In den vorhergehenden Beiträgen wurde lang und breit über das Viskositätsverhalten verschiederner Öle diskutiert. Auch wenn bestimmte Konstruktionsmerkmale, wie Toleranzen an Lagern, Hydrostößeln, Zylinder, usw., die Viskosität eines Öles vorgibt, so kann
ich mir nicht vorstellen, dass der Unterschied zwischen 19qmm/s und vielleicht 21qmm/s bei 100°C Öltemperatur den Riesenunterschied macht. Bestärkt werde ich in dieser Meinung dadurch, dass mein Ventieltrieb am lautesten tickert, wenn das Öl irgendwo zwischen 50° und 80° liegt, also in einem Bereich wo die dynamische Viskosität garantiert oberhalb der 20 qmm/s liegt.

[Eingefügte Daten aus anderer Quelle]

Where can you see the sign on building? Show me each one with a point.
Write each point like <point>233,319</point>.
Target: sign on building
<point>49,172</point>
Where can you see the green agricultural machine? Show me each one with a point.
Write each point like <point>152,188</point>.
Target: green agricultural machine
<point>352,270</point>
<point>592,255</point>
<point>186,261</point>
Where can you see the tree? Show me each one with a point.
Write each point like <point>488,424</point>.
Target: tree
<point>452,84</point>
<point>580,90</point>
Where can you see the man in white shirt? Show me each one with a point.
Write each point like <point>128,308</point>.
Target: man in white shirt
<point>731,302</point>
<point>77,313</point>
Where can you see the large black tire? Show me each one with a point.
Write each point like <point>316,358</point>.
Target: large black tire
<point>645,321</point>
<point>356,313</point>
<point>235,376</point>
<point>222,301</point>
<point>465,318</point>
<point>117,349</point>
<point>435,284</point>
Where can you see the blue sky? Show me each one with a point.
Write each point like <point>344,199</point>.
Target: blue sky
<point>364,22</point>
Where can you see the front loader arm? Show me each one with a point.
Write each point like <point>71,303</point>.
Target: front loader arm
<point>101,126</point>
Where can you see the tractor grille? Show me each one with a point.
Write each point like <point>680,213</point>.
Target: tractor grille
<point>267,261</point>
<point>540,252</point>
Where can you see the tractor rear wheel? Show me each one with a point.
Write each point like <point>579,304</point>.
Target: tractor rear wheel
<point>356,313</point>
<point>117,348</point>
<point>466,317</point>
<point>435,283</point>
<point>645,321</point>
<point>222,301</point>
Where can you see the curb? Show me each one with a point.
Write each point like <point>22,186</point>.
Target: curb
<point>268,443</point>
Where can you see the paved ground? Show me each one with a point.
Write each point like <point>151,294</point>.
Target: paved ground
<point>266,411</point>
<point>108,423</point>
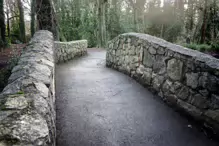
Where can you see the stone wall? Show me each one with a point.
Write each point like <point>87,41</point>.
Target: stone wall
<point>68,50</point>
<point>27,103</point>
<point>184,78</point>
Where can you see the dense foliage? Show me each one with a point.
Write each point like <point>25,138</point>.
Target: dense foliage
<point>178,21</point>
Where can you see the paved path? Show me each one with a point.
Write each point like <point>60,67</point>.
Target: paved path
<point>97,106</point>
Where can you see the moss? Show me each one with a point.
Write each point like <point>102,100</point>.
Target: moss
<point>20,92</point>
<point>199,47</point>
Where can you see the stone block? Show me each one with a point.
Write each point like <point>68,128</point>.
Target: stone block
<point>192,80</point>
<point>175,69</point>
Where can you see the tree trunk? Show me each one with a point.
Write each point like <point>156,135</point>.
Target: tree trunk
<point>2,24</point>
<point>21,21</point>
<point>32,23</point>
<point>203,29</point>
<point>46,19</point>
<point>102,22</point>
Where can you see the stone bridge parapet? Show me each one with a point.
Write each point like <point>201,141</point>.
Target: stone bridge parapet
<point>65,51</point>
<point>184,78</point>
<point>27,103</point>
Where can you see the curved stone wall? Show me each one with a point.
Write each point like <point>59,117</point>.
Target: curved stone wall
<point>65,51</point>
<point>183,77</point>
<point>27,103</point>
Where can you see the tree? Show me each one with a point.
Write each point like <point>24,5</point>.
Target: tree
<point>21,21</point>
<point>46,19</point>
<point>2,24</point>
<point>102,6</point>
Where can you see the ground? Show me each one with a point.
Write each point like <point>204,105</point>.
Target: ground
<point>101,107</point>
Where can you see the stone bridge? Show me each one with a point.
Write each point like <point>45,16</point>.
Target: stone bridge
<point>53,100</point>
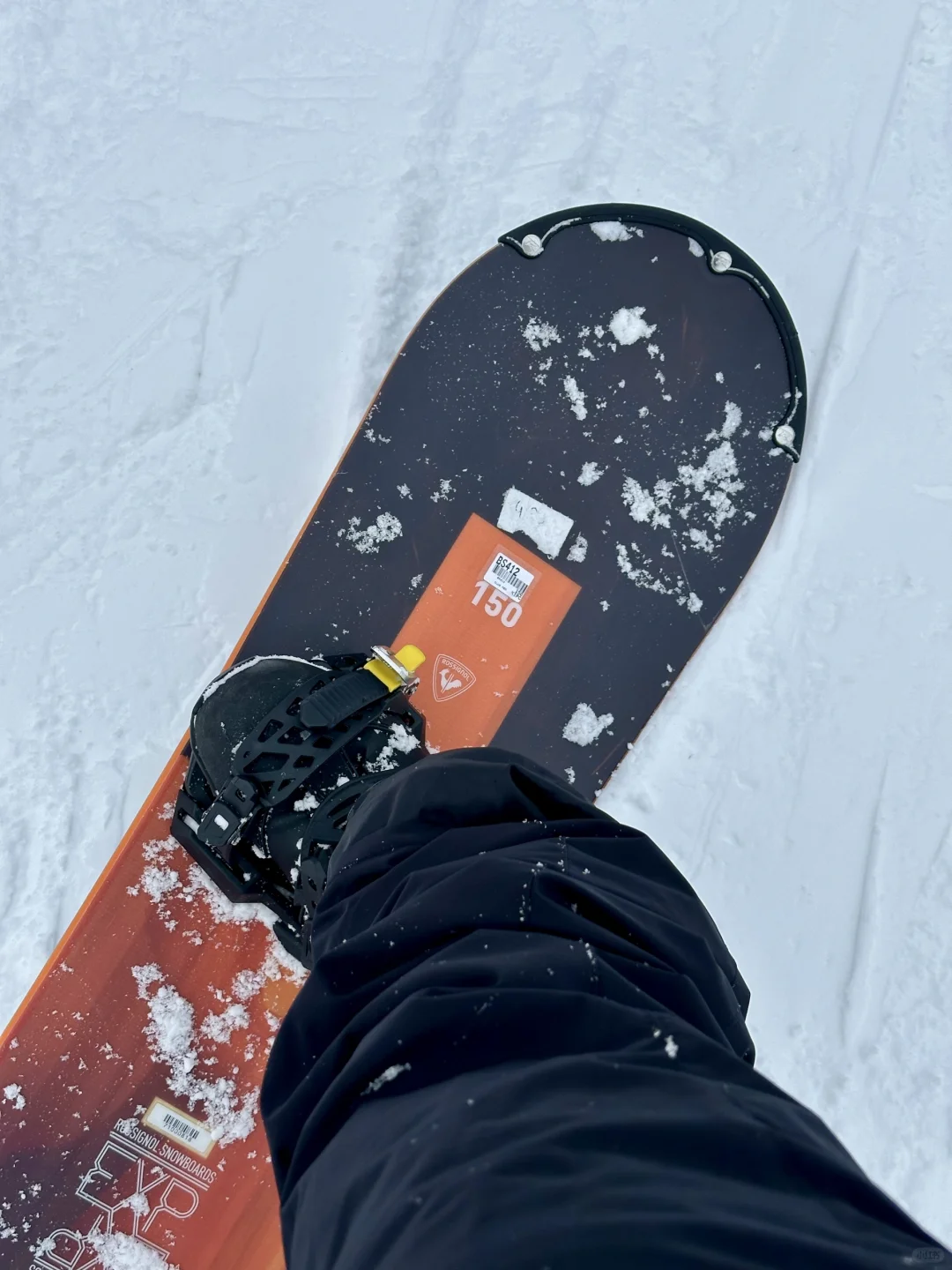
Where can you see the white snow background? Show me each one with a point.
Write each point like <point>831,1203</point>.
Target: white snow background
<point>217,222</point>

Nichtsdestotrotz werde ich beim nächsten Wechsel mal ein 10W-60 probieren. Ich denke außerdem, dass sich hier alle einig sind, dass ein gutes Öl im wesentlichen von der Additivierung und von der Qualität des Grundöles abhängt und nicht von der Viskosität. Und speziell davon habe ich hier noch nichts, beziehungsweise wenig belastbares gelesen. Und damit sind wir beim Thema:

Meine Maschine: HD FXDWG 2010, verwendete Ölsorte Shell Advance Ultra 4 15W-50, Ölzustand siehe Analyse unten. Vorweg: Das Öl
scheint dem Motor schon mal nicht zu schaden. Das entscheidente Merkmal ist der PQ Index. Dieser beschreibt als dimensionsloser Wert die im Öl befindlichen magnetisierbaren Partikel, sprich Späne. Unter 25 steht dort o.K. Bei meinem VW Multivan z.B. stand dort der Wert 504, weshalb ich den Motor auf mein Risiko öffnen ließ, und anschließend auf Garantie eine neue Nockenwelle und Stößel bekommen habe, da diese total eingelaufen waren. Grund war ein Wartungsfehler einer Vertragswerkstatt. Es wurde ein ÖL nach LL3 mit erheblich reduziertem Zink-, Phosphat-und Schwefelgehalt eingefüllt, welches für meinen Motor nicht zugelassen war. Drum merke: auf keinen Fall "hochmoderne Öle" mit reduziertem Anteil metallorganischer Additive einfüllen (spez. SM).
Aber wie gesagt in unten angehangener Analyse ist alles im grünen Bereich.



Trotzdem möchte ich auf einige Punkte eingehen. Zunächst ist anzumerken, dass die Viskosität bei 100° bereits nach 4000km auf 16,2 zurückgegangen ist. Das könnte mit der Kraftstoffverunreinigung im Öl von 0,73% zusammenhängen, keine Ahnung. Ich hätte nicht gedacht, dass das ÖL so schnell nachlässt. Ich nutze den TTS Mastertune, und anscheinend läuft meine Kiste etwas fett.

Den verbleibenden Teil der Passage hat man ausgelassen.